En été, les fleurs sont presque inexistantes et les apiculteurs doivent alimenter les abeilles avec du sucre, ce qui limite la qualité et la quantité du miel.
Selon le ministère de l’Agriculture de Gaza, jusqu’à présent, l’année 2022 a vu une baisse de la production de miel avec seulement 50 tonnes de miel, par rapport aux 200 tonnes habituelles des années précédentes.
Selon le ministère, le déclin est dû à de nombreuses raisons, la principale étant qu’Israël cible les ruches et les fermes environnantes avec des pesticides toxiques et nivelle les terres, en plus des fluctuations météorologiques qui ont causé la mort de certaines populations d’abeilles et la migration d’autres.
L’apiculteur Ahmed Wafi possède 55 ruches. Il a déclaré à Al-Monitor que cette année, il n’a pu produire que cinq kilogrammes de miel, contre environ 13 kilogrammes l’année dernière.
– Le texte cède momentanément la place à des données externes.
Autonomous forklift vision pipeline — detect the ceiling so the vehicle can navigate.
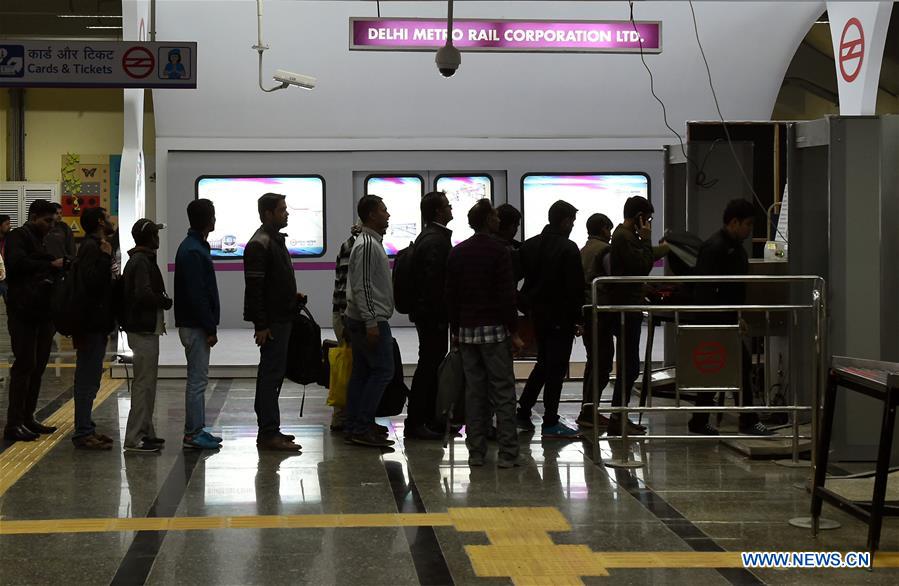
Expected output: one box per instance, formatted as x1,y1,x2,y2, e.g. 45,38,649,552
0,0,122,39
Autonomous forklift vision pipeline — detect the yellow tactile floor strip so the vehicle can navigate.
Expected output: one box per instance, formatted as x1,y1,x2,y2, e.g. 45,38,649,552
0,375,122,492
0,507,899,586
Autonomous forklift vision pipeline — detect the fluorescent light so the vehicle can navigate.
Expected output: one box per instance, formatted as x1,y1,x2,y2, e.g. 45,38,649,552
56,14,122,18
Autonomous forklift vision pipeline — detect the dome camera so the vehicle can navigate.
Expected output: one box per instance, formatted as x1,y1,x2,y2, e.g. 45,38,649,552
434,43,462,77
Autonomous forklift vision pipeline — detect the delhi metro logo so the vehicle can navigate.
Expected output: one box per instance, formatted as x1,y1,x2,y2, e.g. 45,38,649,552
838,18,865,83
693,341,727,374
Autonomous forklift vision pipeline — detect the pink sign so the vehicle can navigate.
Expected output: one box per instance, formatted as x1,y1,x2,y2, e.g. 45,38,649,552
350,18,662,53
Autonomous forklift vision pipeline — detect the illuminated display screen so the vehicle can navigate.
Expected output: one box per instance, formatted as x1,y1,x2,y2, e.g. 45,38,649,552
365,175,424,256
521,173,649,247
197,177,325,258
436,175,493,246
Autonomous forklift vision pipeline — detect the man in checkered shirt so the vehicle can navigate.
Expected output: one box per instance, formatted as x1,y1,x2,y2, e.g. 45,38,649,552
446,199,526,468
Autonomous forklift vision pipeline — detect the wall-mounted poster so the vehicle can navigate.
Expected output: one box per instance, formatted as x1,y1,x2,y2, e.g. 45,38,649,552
365,175,424,256
197,175,325,258
521,173,649,247
435,175,493,246
59,153,119,238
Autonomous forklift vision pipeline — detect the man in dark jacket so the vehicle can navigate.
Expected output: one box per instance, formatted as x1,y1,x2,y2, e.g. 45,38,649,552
688,199,773,435
597,195,655,435
175,199,221,450
517,200,584,439
71,208,115,450
243,193,301,452
446,199,525,468
44,201,75,261
3,199,63,441
122,218,172,453
405,191,453,440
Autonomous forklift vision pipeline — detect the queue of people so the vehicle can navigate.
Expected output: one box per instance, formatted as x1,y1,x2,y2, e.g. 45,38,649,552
0,192,771,458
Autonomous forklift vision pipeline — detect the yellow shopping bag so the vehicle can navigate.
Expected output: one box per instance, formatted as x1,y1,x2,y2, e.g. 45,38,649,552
328,342,353,409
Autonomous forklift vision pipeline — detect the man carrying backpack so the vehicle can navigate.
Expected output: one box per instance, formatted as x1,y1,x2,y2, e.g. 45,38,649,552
3,199,63,441
175,199,222,450
405,191,453,440
577,214,613,427
122,218,172,453
66,208,115,450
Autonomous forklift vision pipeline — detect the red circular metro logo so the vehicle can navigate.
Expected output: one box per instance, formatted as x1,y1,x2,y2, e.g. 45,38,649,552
122,47,156,79
838,18,865,83
693,342,727,374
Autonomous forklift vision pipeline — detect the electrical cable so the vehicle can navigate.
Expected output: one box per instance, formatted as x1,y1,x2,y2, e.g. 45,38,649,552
688,0,790,246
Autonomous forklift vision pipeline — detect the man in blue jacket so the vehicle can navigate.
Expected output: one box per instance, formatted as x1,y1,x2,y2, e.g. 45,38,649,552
175,199,222,450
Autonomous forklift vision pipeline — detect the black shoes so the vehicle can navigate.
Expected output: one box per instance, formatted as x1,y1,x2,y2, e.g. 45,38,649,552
22,421,56,435
3,425,38,442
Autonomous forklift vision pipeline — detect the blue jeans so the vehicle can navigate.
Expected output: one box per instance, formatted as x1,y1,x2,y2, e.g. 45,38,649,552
344,317,393,434
178,328,211,435
72,332,108,438
253,322,293,439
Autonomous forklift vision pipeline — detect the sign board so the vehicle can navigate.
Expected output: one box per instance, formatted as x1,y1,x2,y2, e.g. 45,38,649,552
677,325,743,392
350,18,662,53
827,2,893,116
0,39,197,88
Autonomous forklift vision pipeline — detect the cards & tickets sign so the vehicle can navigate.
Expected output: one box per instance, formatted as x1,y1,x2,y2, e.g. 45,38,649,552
0,39,197,88
350,18,662,53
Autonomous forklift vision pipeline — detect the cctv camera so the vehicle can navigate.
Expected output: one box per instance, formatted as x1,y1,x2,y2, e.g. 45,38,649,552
434,43,462,77
273,69,315,90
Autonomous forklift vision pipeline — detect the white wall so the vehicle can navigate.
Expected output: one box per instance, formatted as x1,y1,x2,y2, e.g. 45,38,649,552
154,0,823,149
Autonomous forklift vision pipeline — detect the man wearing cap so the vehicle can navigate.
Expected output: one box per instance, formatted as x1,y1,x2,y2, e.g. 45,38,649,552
243,193,301,452
122,218,172,453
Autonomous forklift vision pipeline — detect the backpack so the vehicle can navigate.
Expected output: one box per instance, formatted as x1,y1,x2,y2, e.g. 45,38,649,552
285,305,322,385
375,338,409,417
392,242,417,315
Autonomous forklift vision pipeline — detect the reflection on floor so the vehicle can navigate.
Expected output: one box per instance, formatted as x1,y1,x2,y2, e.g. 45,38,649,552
0,369,899,585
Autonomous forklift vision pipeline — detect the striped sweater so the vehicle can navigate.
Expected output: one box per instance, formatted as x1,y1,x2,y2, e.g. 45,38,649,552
346,227,393,328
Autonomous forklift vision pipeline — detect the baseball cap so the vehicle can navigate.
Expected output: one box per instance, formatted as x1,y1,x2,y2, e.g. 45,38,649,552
131,218,165,240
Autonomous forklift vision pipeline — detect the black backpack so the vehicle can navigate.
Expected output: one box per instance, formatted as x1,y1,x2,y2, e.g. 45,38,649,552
285,305,322,385
375,338,409,417
50,262,83,336
392,242,417,314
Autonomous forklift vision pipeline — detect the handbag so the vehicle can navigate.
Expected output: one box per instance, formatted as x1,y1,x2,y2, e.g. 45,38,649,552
328,342,353,409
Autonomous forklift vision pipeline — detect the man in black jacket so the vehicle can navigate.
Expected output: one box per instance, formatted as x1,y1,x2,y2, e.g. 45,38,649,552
3,199,63,441
122,218,172,453
243,193,301,452
405,191,453,440
71,208,115,450
517,200,584,439
688,199,774,435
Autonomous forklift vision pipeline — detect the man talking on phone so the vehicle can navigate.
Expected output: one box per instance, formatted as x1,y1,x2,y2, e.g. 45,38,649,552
599,195,655,435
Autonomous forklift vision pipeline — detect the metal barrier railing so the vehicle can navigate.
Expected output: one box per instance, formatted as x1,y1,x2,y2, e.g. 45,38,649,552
587,275,827,467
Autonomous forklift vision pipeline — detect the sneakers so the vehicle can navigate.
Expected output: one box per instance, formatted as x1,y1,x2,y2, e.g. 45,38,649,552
606,419,646,435
124,441,160,454
540,421,581,438
574,411,609,429
687,423,719,435
468,454,484,468
181,430,222,450
72,433,112,450
256,434,303,452
403,424,443,440
496,454,530,468
740,421,774,436
515,409,536,431
346,430,393,448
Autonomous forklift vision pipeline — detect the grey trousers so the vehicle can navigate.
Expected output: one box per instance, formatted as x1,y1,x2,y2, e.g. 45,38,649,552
459,340,518,459
125,332,159,447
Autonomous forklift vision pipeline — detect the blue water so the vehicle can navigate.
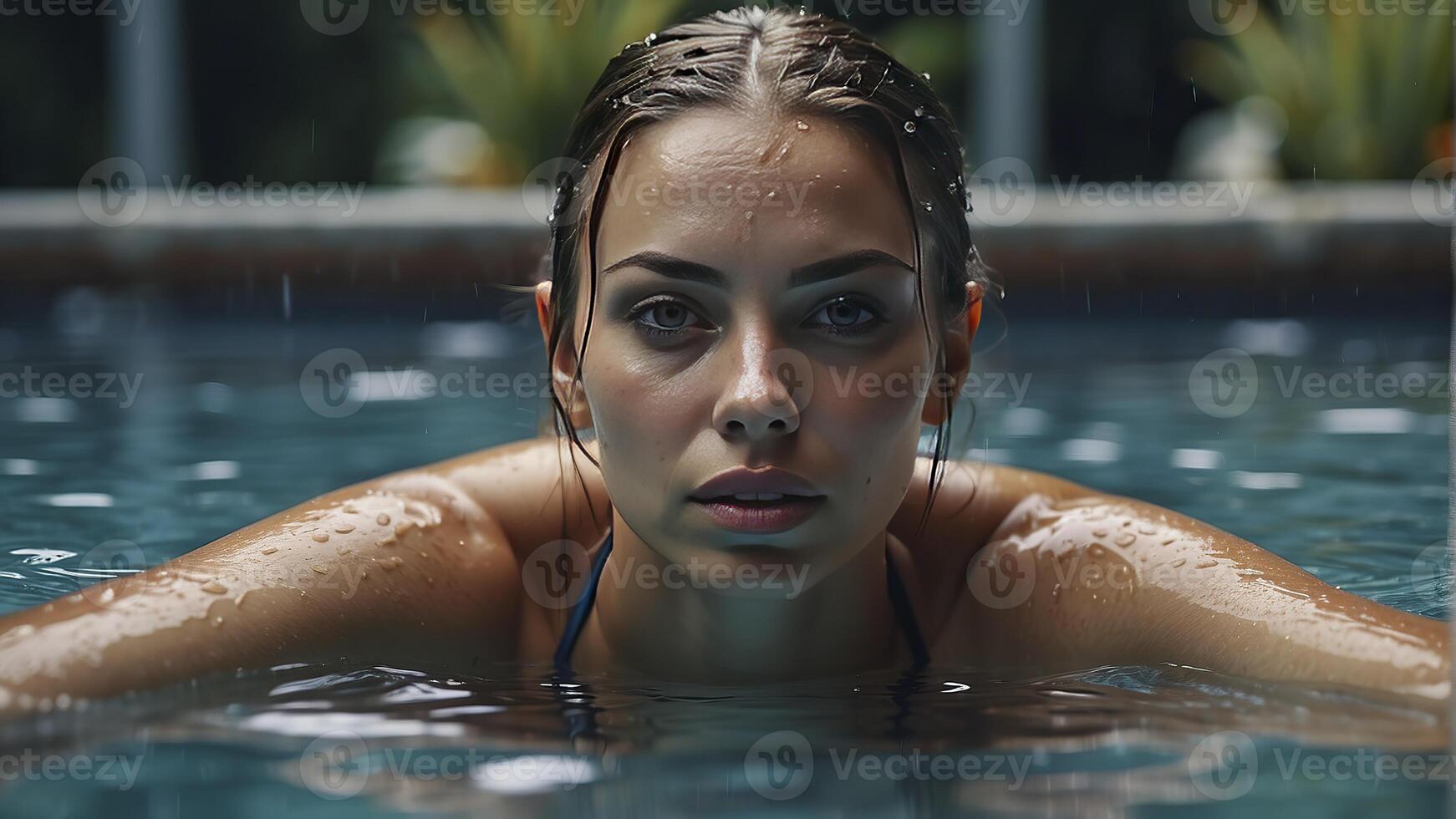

« Les pratiques israéliennes sont la principale raison de la dégradation de la saison de production des abeilles. Les opérations de bulldozer sur les terres agricoles et les pesticides pulvérisés sur les arbres et les fleurs ont fait périr un grand nombre d’abeilles, ce qui a considérablement réduit la production », a-t-il déploré.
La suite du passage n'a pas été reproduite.